Autre souci avec la nourriture, sa mère : « Elle met tellement d’huile dans les plats qu’elle s’est faite tatouer Isio 4 sur Le Bras ». Ce spectacle n’est pas lié uniquement à son rapport à la gastronomie mais aussi son coté sensible et sa passion pour la musique.

« A la base, j’étais musicien. Je jouais du ukulélé, du piano et de la guitare. En ce moment, j’apprends à jouer de l’accordéon. Le truc, c’est que je me suis jamais assumé en tant que musicien. Dès que je joue un peu, je me mets à dire des bêtises, » confesse l’artiste.

D’ailleurs sur scène, il joue la chanson de Blue Valentine avec Ryan Gosling : « C’est un peu déprimant, mais j’aime être dans cet état quand je suis pas bien et j’écoute des musiques tristes. Je veux bien aller au fond car je me dis que je ne peux que remonter. » Un côté masochiste qui se retrouve même dans son rapport à la scène : « Quand je monte sur scène, je ne suis pas bien avant. Je me pose souvent la question ? Pourquoi je m’inflige cela ? »

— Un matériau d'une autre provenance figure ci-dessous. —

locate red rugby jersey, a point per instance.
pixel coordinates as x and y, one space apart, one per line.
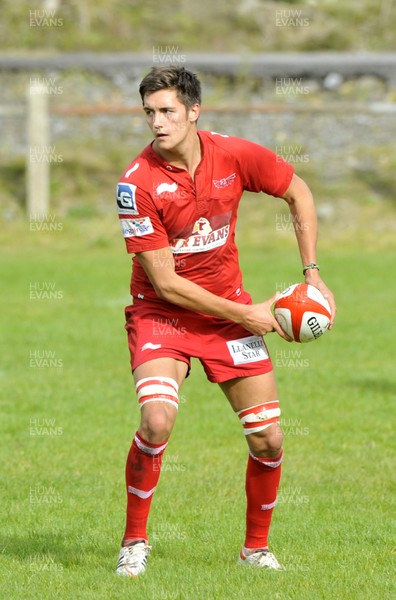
160 205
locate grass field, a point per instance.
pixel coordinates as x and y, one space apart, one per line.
68 415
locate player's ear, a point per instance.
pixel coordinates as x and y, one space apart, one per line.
194 112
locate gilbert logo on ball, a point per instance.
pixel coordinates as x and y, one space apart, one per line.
302 312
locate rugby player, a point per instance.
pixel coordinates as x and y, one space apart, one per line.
177 204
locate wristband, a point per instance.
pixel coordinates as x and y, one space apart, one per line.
311 266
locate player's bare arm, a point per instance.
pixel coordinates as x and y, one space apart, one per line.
302 208
169 286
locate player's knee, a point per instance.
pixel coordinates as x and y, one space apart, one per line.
261 427
156 425
158 400
267 442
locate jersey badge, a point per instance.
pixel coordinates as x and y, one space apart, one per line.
126 199
225 182
166 187
136 227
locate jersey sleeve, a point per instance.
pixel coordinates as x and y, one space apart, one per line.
262 170
139 218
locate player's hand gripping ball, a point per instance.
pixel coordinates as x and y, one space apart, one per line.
302 312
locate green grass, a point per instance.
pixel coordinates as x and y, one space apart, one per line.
62 492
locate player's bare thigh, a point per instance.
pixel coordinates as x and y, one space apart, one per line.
244 392
158 418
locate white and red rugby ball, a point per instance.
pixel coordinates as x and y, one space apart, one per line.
302 312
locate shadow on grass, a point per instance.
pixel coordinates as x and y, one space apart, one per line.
46 549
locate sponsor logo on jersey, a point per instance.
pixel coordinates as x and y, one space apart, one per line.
203 238
220 134
247 350
132 170
136 227
126 199
150 346
166 187
225 182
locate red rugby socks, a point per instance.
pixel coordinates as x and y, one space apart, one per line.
262 482
142 472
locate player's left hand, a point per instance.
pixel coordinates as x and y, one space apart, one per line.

Alors que sa carrière vient à peine de débuter, il a déjà fait une jolie boulette : « En Avignon, cette année, j’ai joué le spectacle. Il y avait ma pote qui était venu voir mon spectacle avec une fille, une bombe. J’ai voulu faire connaissance avec elle. Je lui ai posé 40.000 questions et elle dit non à tout. Ma pote m’a envoyé un texto pour me dire d’arrêter de faire le con car c’était Cerise de la pub Groupama »

Un épisode gênant qui n’enlève en rien de son côté sympathique et son énergie positive. Babarudy est sans conteste un humoriste qu’il faut aller voir pour passer un bon moment afin d’oublier la déprime du lundi.